PLENDIL is a Calcium Channel Blocker that works by Dihydropyridine calcium channel blocker that inhibits calcium ion influx across cardiac and vascular smooth muscle cells, leading to vasodilation and reduced peripheral vascular resistance.. AFEDITAB CR is a Calcium Channel Blocker that works by Nifedipine is a dihydropyridine calcium channel blocker that inhibits the influx of calcium ions through L-type channels in vascular smooth muscle and cardiac muscle, leading to vasodilation and reduced myocardial contractility.. They differ in pharmacokinetic profiles, FDA-approved indications, and side effect profiles.
Potency comparisons between PLENDIL and AFEDITAB CR depend on the specific clinical indication. These are both Calcium Channel Blocker agents and are not directly interchangeable by dose. A physician or clinical pharmacist should guide any therapeutic switching decisions.

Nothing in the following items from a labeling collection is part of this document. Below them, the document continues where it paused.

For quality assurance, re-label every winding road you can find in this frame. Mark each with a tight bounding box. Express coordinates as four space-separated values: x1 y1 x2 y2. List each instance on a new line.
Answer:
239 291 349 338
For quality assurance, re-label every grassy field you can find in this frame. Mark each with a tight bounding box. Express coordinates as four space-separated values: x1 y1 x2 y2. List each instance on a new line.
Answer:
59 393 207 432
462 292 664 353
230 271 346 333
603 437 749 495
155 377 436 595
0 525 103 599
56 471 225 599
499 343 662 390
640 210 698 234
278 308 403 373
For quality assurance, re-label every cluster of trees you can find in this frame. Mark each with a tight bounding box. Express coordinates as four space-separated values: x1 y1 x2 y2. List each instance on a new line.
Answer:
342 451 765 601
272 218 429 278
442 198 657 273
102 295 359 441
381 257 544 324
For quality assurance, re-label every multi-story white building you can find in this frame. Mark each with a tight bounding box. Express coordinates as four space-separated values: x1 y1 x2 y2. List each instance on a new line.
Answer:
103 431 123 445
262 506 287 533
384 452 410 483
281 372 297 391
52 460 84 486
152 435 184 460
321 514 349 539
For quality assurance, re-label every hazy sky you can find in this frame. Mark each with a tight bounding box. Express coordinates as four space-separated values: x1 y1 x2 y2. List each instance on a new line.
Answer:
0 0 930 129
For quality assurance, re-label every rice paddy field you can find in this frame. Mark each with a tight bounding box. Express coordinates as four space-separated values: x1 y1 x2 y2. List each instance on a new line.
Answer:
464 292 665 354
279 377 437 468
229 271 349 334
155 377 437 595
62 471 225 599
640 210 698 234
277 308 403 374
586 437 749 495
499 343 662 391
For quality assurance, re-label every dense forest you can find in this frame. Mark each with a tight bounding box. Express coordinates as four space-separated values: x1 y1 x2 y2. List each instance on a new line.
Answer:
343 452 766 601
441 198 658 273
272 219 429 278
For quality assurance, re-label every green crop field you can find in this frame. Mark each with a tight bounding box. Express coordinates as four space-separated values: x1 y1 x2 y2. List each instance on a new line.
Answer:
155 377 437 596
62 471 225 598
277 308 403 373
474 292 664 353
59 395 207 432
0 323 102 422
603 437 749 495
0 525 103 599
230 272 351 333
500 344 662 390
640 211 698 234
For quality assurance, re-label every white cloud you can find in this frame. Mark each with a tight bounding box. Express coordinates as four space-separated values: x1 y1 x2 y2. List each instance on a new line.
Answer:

The standard adult dose of PLENDIL is: Initial: 5 mg orally once daily. Maintenance: 2.5–10 mg orally once daily. Maximum: 10 mg/day.. The standard adult dose of AFEDITAB CR is: 30-60 mg orally once daily, extended-release; maximum 90 mg/day.. Dosing should always be individualized based on indication, renal and hepatic function, age, and other patient factors.
No direct drug-drug interaction has been formally documented between PLENDIL and AFEDITAB CR in current clinical databases. However, individual patient risk factors including other medications, organ function, and comorbidities should always be evaluated by a qualified healthcare provider.
The maternal-fetal safety profiles differ. PLENDIL is classified as Category C. Pregnancy Category C. First trimester: No adequate studies in humans; animal studies show fetal toxicity at high doses. Second and third trimesters: Potential for fetal hypotension. AFEDITAB CR is classified as Category C. Teratogenic effects not established; first trimester: no data in humans, animal studies show no teratogenicity; second and third trimesters: risk of fetal hypoxia, intrauterine gro. Always consult a maternal-fetal medicine specialist before taking either drug during pregnancy or lactation.